Il faut dire qu'Arthur Brancart, membre du POB (Parti Ouvrier Belge) depuis son plus jeune âge était un précurseur en matière de protection sociale. Il instaura une véritable société ou ville qui se suffisait à elle-même. Les habitants vivaient en parfaite autarcie avec la création de :Gare Fauquez

  • Une briqueterie
  • Une tannerie
  • Un dispensaire
  • Des écoles
  • Une gare
  • Un cinéma /salle de fête (dont la façade toujours existante constitue un véritable témoin de ce passé à jamais révolu)Le Maroc
  • Plusieurs quartiers de maisons ouvrières furent construits par les ouvriers et grâce aux matières premières produites sur place
  • Une chapelle (la chapelle Sainte-Lutgarde que vous connaissez)…Chapelle Fauquez

Soucieux du bien être de ses ouvriers, Arthur Brancart organisait régulièrement des voyages " en vue d'éveiller les ouvriers au monde extérieur "… (on croit rêver, non ?). Mais, toute bonne chose ayant une fin, le procédé de fabrication de la marbrite fut copié par les anglais… qui étaient les principaux importateurs de ce produit… la chute de " l'empire " fut progressive. Après avoir compté plus de 3000 ouvriers, avoir été reprise par les enfants d'Arthur Brancart, les verreries de Fauquez fermèrent définitivement leurs portes en 1979…

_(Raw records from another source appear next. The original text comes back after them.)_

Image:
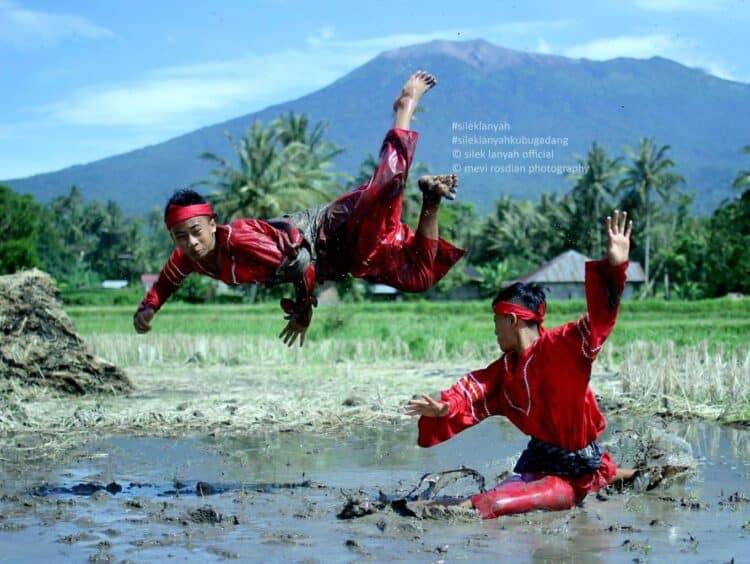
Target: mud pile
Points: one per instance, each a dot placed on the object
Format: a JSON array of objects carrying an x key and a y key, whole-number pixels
[{"x": 39, "y": 345}]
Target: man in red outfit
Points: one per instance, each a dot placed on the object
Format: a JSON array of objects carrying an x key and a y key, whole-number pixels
[
  {"x": 359, "y": 233},
  {"x": 541, "y": 383}
]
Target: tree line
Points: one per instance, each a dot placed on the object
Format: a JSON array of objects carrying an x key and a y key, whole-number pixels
[{"x": 286, "y": 165}]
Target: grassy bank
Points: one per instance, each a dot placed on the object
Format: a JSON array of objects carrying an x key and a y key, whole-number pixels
[{"x": 420, "y": 324}]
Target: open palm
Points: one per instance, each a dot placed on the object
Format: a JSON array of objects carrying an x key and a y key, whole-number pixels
[{"x": 618, "y": 243}]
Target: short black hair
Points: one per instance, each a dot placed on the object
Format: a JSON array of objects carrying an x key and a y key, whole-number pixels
[
  {"x": 184, "y": 197},
  {"x": 530, "y": 296}
]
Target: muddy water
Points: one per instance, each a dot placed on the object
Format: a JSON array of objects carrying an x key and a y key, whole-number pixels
[{"x": 282, "y": 492}]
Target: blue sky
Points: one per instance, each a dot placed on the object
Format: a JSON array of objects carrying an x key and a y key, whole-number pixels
[{"x": 86, "y": 79}]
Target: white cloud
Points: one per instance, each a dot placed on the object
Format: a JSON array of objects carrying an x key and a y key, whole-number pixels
[
  {"x": 647, "y": 46},
  {"x": 637, "y": 46},
  {"x": 682, "y": 5},
  {"x": 190, "y": 95},
  {"x": 29, "y": 28}
]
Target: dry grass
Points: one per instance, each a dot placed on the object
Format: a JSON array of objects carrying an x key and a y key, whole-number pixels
[
  {"x": 130, "y": 350},
  {"x": 686, "y": 381},
  {"x": 178, "y": 400}
]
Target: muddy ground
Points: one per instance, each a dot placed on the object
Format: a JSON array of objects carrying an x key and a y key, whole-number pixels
[{"x": 106, "y": 479}]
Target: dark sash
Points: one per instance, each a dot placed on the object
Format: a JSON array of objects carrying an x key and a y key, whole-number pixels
[{"x": 541, "y": 457}]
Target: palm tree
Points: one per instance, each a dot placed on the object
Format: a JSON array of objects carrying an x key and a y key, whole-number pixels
[
  {"x": 743, "y": 177},
  {"x": 593, "y": 193},
  {"x": 647, "y": 174},
  {"x": 281, "y": 168}
]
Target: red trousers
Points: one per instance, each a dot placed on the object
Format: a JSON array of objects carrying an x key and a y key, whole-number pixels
[
  {"x": 527, "y": 492},
  {"x": 365, "y": 226}
]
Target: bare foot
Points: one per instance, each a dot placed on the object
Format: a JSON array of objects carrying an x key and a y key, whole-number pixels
[
  {"x": 625, "y": 475},
  {"x": 415, "y": 87},
  {"x": 439, "y": 186}
]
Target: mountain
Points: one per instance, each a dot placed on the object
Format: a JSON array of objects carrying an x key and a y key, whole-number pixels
[{"x": 488, "y": 99}]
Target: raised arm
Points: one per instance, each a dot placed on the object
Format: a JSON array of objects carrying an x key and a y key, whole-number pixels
[
  {"x": 469, "y": 401},
  {"x": 605, "y": 282},
  {"x": 172, "y": 274}
]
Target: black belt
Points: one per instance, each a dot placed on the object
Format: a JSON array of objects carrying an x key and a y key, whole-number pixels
[{"x": 542, "y": 457}]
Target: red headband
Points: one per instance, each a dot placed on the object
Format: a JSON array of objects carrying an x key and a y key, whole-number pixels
[
  {"x": 521, "y": 312},
  {"x": 176, "y": 214}
]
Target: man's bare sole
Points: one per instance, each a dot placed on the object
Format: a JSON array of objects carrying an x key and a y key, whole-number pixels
[
  {"x": 413, "y": 90},
  {"x": 439, "y": 186}
]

Des fastes d'un château … aux impératifs du développement…

Le seigneur de Fauquez, Paul Oeghe de Berlaer, fit fortifier le château de " Faucuwez " au temps de Maximilien d'Autriche. En 1488, le château fut assiégé et pillé par les Bruxellois. Au 16ème siècle, le château et son église furent à nouveau incendiés car la famille de Rifflart, qui possédait le territoire, était restée fidèle à Philippe II.Parmi les familles les plus importantes ayant possédé le territoire de Fauquez, citons les familles d'Ittre, d'Enghien et de Herzelles. Fauquez acquit le rang de Marquisat en 1703. La commune connut des personnages illustres et obtint de la sorte une renommée ainsi qu'une influence non discutables. Nous ne pouvons évoquer l'histoire du château de Fauquez sans parler de Ambroise-Joseph de Herzelles, 3ème marquis de Fauquez, nommé, par l'Impératrice Marie-Thérèse, Surintendant et Directeur général des Finances et Domaines des Pays-Bas… en quelque sorte un Super-Ministre… Le château connut alors une surabondance d'activités… Des nobles de tous horizons se réunissaient à Fauquez pour des repas et fêtes dignes des fastes des plus grandes cours d'Europe.Cependant, de la gloire de ce prestigieux passé, il ne reste plus rien… même le souvenir de l'existence d'un château se perd … démoli et noyé lors de la construction du canal Charleroi-Bruxelles, en 1827.